- Born: November 1, 1965 Ottawa, Ontario
- Died: March 2, 1994 (aged 28) Ottawa
- Occupations: Actor, playwright
- Writing career
- Notable work: Passages

= Peter Cureton =

Canadian actor and playwright

Peter Cureton (November 1, 1965 – March 2, 1994) was a Canadian actor and playwright. He was best known for his 1993 play Passages, an autobiographical show about living with HIV/AIDS.

Born and raised in Ottawa, Ontario, Cureton was a cousin of actor R. H. Thomson. He attended high school at Lisgar Collegiate Institute, and later studied drama at Concordia University. He acted in theatre roles in both Ottawa and Montreal, including productions of Agatha Christie's The Mousetrap, Jack Todd's The Day Luzinski Stole Home and William Mastrosimone's Shivaree, participated in Montreal's first bilingual theatresports competition, and appeared in the television film The Boys of St. Vincent as Brother Peter.

Diagnosed HIV-positive in 1988 while acting in The Mousetrap, he also worked as an HIV educator.

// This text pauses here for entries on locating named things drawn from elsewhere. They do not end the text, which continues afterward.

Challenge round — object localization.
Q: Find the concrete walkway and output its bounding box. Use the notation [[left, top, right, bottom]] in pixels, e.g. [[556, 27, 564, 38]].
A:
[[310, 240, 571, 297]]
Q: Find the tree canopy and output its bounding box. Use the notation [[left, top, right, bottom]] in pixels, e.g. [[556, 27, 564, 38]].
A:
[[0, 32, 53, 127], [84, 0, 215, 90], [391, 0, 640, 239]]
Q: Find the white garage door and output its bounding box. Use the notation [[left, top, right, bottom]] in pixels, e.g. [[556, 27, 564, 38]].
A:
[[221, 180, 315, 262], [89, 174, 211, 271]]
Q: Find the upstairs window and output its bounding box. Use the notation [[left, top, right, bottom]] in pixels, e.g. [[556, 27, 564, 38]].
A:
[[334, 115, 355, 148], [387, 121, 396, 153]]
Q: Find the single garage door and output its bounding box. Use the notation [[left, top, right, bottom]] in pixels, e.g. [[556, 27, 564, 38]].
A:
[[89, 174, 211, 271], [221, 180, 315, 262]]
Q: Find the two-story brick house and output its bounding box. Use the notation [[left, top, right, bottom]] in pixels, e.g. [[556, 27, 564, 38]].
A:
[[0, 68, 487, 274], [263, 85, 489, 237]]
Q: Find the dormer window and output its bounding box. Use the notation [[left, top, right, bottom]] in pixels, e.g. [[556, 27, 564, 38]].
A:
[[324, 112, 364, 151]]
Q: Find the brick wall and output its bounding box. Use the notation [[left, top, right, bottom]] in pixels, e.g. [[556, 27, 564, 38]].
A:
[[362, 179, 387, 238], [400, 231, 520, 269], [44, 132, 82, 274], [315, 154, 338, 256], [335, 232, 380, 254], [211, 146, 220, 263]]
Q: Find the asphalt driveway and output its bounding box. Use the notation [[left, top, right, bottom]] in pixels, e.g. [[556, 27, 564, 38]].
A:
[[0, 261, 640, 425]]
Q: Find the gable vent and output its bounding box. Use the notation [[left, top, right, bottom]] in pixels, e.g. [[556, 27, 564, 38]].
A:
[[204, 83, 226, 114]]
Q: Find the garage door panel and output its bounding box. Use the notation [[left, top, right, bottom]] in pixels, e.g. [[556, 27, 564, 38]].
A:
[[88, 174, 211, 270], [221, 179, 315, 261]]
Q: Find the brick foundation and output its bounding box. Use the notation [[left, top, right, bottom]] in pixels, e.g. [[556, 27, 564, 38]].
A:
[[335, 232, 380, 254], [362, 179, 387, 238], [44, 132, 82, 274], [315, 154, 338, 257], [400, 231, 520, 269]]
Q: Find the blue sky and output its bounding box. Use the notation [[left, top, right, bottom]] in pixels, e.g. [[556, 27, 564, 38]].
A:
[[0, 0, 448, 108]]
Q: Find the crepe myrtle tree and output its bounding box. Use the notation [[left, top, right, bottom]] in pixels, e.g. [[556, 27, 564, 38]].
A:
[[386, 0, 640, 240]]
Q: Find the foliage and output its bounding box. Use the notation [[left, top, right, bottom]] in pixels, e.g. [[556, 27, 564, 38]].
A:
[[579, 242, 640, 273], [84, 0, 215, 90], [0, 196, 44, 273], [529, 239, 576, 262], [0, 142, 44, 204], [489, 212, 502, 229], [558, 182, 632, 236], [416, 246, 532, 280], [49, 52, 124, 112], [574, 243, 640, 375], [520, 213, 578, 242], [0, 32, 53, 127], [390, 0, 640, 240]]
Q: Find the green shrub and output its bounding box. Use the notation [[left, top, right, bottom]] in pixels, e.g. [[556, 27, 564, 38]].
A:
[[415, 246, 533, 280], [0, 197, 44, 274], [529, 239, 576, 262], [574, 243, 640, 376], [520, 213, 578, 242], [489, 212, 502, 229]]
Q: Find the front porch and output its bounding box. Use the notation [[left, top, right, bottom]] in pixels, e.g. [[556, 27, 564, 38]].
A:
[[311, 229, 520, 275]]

Passages premiered in Montreal in 1993, with Cureton as the director of the inaugural production. The cast included Joe de Paul, Susan Glover, Lisa Bronwyn Moore, Patrick Brosseau and Pauline Little. The play was favourably reviewed, with Montreal Gazette theatre critic Pat Donnelly writing that "it should be a kickoff, not a swan song".

Cureton died on March 2, 1994, aged 28, at his family's home in Ottawa, while working on a planned production of Passages in Toronto.